Los partidos del pacto de Govern han presentado 80 enmiendas. Nada menos. Las han consensuado entre ellos. Y cuestionan aspectos fundamentales de la propuesta que aprobó el Consell de Menorca. Sobre todo dos aspectos: el techo de capacidad competencial y la dotación económica. Las dudas jurídicas que manifestó la Abogacía de la Comunidad Autónoma ahora se visten de enmiendas. Y por otra parte, se pretende descartar un «mecanismo especial de financiación» por la condición de Reserva de la Isla y se reduce el objetivo a «la financiación de los planes y los proyectos», con una aportación máxima de 2,5 millones de euros por parte del Govern, cuando Eivissa, sin tanta letra, se lleva un mínimo de cinco millones por la ley de capitalidad. Solo Podemos parece creer en que la Reserva necesita una Ley. Més per Mallorca va a lo suyo, que queda claro que no es lo de Menorca. Por su parte, el PSOE de Susana Mora sigue en una posición incómoda, puesto que su partido en Palma avala unas enmiendas que desde la plaza de la Biosfera no presentarían si hay que creer las declaraciones de la aprobación del proyecto por parte del Consell, con besos y abrazos entre los socios de la mayor crisis de la institución en los últimos años. El único que no ha presentado una sola enmienda es Més per Menorca. A «su» proyecto no le sobra ni le falta una coma.

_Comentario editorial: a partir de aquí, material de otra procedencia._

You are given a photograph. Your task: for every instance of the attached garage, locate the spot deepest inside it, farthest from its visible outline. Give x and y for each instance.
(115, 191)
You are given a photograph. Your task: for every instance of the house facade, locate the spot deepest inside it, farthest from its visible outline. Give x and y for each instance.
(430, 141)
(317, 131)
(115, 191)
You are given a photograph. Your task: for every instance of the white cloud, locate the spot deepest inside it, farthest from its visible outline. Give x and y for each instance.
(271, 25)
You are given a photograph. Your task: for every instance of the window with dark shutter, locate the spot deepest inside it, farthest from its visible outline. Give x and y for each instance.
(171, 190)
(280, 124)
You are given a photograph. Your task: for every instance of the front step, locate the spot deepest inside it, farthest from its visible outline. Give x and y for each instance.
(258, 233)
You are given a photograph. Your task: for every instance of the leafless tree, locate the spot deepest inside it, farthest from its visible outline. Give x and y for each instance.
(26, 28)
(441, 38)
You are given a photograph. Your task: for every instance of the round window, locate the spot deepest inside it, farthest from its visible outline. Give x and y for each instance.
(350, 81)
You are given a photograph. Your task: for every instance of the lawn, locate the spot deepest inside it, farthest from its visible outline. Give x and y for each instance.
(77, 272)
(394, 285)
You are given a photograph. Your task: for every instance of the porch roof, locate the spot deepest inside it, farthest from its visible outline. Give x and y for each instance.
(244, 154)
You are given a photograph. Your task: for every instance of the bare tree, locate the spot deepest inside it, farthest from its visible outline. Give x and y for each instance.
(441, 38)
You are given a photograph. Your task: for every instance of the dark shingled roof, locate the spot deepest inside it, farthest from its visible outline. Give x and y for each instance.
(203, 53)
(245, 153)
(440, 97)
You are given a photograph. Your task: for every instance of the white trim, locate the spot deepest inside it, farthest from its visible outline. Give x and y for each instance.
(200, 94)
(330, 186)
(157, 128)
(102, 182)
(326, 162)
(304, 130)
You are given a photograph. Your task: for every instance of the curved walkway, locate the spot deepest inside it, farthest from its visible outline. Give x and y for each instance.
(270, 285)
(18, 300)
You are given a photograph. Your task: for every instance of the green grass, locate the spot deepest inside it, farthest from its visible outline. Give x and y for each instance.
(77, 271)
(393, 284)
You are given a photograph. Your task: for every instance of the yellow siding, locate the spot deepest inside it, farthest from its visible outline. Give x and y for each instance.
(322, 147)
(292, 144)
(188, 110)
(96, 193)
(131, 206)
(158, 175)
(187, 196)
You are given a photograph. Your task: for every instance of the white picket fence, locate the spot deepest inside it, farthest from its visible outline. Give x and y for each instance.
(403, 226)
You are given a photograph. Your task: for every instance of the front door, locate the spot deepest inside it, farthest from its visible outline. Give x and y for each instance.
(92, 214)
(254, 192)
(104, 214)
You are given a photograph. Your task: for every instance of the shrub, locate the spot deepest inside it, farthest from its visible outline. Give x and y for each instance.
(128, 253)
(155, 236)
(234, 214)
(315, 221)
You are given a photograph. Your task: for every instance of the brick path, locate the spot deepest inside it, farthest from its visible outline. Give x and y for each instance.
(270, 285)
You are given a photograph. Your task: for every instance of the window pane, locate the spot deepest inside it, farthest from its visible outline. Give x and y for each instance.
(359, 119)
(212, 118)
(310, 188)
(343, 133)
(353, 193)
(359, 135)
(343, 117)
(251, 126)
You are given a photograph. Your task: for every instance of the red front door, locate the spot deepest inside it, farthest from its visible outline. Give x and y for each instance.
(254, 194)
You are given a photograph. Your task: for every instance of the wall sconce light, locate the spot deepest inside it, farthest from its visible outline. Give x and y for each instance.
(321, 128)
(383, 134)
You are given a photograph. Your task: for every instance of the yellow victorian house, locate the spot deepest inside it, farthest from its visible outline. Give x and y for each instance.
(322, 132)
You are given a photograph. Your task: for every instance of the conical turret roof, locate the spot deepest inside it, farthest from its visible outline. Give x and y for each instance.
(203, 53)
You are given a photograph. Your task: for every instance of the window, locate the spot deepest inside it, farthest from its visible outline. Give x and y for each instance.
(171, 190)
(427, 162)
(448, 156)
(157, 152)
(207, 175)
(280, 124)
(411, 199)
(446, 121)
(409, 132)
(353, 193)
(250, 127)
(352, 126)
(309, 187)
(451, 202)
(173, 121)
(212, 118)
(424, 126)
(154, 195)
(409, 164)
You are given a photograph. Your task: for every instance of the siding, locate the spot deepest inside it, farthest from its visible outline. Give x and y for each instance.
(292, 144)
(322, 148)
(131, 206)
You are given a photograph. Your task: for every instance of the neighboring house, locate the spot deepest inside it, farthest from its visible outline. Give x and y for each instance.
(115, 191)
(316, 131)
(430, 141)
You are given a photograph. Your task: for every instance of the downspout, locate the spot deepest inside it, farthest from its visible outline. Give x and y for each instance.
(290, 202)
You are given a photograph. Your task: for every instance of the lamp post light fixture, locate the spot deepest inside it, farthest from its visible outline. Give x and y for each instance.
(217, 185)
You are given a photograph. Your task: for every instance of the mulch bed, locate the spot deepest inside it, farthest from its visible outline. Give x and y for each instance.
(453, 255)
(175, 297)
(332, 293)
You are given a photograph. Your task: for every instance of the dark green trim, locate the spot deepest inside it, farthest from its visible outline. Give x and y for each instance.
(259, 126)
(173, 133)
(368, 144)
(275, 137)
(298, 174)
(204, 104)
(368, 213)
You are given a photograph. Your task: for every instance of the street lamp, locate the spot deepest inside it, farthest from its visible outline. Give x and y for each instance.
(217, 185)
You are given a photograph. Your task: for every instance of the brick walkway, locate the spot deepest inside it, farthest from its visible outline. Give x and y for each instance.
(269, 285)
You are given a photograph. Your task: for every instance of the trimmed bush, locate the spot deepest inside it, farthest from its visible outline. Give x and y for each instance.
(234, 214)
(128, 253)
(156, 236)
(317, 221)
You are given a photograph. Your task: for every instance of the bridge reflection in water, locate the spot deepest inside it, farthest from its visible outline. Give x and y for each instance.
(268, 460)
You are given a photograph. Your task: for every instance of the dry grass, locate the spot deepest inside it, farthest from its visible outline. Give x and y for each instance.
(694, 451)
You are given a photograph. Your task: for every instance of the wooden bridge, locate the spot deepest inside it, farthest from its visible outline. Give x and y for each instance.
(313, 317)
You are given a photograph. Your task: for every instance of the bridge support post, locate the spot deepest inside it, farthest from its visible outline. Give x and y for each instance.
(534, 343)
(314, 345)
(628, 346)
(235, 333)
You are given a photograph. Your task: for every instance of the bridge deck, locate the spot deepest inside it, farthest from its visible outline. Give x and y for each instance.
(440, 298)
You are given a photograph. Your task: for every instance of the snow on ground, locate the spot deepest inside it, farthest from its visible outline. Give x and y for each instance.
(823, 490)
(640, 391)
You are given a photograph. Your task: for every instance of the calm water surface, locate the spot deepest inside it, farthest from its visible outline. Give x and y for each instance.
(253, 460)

Y por parte de la oposición, PP, Ciudadanos, Vox y El PI han elaborado una lista inmensa de enmiendas. No creen en la necesidad de esta Ley, cuyos promotores soñaban con un consenso sin esfuerzo y cuya carencia le pronostica un mal futuro.

A eso se le añaden las prisas para que se apruebe en la recta final de esta legislatura.
Mal pronóstico tiene el enfermo. Quizás para este viaje no harían falta estas alforjas.